Personalmente apprezzo molto il regime biologico perché è normato e ha una storia di anni. Possiamo discutere se le regole siano corrette o meno, se si potrebbe fare di più o meglio ma se si seguono le norme applicandole bene e con convinzione, il biologico mi appassiona. La mia esperienza dice che, a livello di espressione aromatica, i vini da vigneti coltivati in biologico presentano profumi più netti. In questo momento di cambiamento climatico fare biologico è più difficile e le aziende che riescono a farlo sono da premiare perché devono superare tante problematiche. Relativamente al biodinamico, chi ci crede fa bene a farlo. Non lo conosco a sufficienza e non fa parte della mia cultura di persona di scienza perché si basa su regole empiriche. In ogni caso, sono pratiche tutte interessanti purché chi le applica ci creda veramente. Chi lo fa solo per marketing non fa bene né al biologico, né al biodinamico e neanche alla sostenibilità.

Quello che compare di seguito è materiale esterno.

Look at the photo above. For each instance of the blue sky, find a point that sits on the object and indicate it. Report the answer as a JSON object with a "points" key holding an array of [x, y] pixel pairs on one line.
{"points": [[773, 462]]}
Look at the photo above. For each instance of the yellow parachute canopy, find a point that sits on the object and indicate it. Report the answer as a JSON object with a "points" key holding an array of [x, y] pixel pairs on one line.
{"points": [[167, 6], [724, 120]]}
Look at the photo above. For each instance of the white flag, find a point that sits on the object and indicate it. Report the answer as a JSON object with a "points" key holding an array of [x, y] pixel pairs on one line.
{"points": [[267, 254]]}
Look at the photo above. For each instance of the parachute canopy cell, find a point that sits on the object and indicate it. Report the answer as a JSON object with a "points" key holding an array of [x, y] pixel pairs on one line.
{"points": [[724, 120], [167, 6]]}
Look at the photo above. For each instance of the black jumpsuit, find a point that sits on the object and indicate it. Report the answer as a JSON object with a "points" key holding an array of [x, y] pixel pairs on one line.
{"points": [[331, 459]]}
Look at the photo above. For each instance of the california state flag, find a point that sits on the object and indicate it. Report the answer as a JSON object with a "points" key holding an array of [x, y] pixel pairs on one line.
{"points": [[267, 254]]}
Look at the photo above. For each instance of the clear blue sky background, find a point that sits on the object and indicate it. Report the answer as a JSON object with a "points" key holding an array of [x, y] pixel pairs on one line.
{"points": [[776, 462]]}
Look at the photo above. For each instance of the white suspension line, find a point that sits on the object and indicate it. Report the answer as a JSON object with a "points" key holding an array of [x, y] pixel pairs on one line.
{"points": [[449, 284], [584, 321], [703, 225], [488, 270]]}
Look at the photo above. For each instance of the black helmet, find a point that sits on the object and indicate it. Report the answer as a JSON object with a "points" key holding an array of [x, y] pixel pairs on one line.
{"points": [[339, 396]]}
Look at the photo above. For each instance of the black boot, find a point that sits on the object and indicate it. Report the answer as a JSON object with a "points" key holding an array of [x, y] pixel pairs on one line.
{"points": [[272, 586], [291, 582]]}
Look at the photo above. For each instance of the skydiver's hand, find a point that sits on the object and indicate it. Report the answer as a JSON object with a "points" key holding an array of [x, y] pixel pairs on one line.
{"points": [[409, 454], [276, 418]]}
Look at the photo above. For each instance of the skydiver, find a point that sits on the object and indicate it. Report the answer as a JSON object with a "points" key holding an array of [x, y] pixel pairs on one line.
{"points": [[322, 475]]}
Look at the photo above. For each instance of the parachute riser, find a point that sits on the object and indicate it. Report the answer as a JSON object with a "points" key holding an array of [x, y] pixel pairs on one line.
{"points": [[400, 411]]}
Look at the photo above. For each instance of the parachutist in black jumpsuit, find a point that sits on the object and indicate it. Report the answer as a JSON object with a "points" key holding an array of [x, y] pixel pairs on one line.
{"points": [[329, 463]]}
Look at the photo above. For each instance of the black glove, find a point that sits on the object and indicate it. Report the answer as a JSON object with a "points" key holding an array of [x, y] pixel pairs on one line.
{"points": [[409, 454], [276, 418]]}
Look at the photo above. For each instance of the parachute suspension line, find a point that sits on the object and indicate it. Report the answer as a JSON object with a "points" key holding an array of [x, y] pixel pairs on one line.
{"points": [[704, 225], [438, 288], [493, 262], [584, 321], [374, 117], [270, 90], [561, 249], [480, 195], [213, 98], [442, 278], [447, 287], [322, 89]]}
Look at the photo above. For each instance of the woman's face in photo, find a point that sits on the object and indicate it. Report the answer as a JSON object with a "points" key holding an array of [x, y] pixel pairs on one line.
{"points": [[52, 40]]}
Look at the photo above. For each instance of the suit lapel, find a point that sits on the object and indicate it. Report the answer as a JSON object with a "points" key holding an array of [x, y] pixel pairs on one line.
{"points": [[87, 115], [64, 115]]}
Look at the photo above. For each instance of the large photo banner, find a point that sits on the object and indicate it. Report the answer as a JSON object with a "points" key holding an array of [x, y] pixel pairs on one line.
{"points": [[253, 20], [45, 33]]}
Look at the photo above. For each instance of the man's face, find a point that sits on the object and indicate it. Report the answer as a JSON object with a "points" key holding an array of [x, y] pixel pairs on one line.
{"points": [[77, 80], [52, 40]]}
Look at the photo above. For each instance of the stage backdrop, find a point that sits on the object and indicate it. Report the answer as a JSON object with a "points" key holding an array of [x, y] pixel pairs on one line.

A proposito di sostenibilità…
Oggi talvolta si cercano le certificazioni per vendere meglio il vino ma così non funziona e non funzionerà mai. Ci sono cantine che fanno un bel percorso sulla sostenibilità perché i proprietari ci credono fortemente, credono nel rispetto di chi lavora, nel rispetto per l’ambiente, e non agiscono solo per marketing. C’è invece chi si dichiara sostenibile e poi ha bottiglie che pesano tantissimo, o non si occupa del consumo di acqua. Inoltre, penso sia impossibile fare un vino dealcolato ed essere sostenibili. Credo nella coerenza, nella verità, nel rispetto delle regole e nella sostanza più che nella forma. La forma deve vestire la sostanza.
Cosa significa fare qualità oggi?
Nel passato fare qualità significava fare le cose in modo corretto dal punto di vista tecnologico, anzi, solo con la tecnologia si pensava di ottenere vini buoni. Oggi, secondo me, significa esprimere l’identità di un territorio nel calice ma anche essere coerenti, rispettare ciò che si dice ed essere veri.
Quale ritiene sia stato il suo più grande successo?
Credo sia stato e sia tuttora quello di aver instaurato lunghi rapporti con le aziende.
C’è qualcosa che non l’ha pienamente soddisfatta?
Forse avrei dovuto stare più vicina a mio figlio, dedicargli più tempo, pensare più a me stessa e ai miei affetti piuttosto che al lavoro.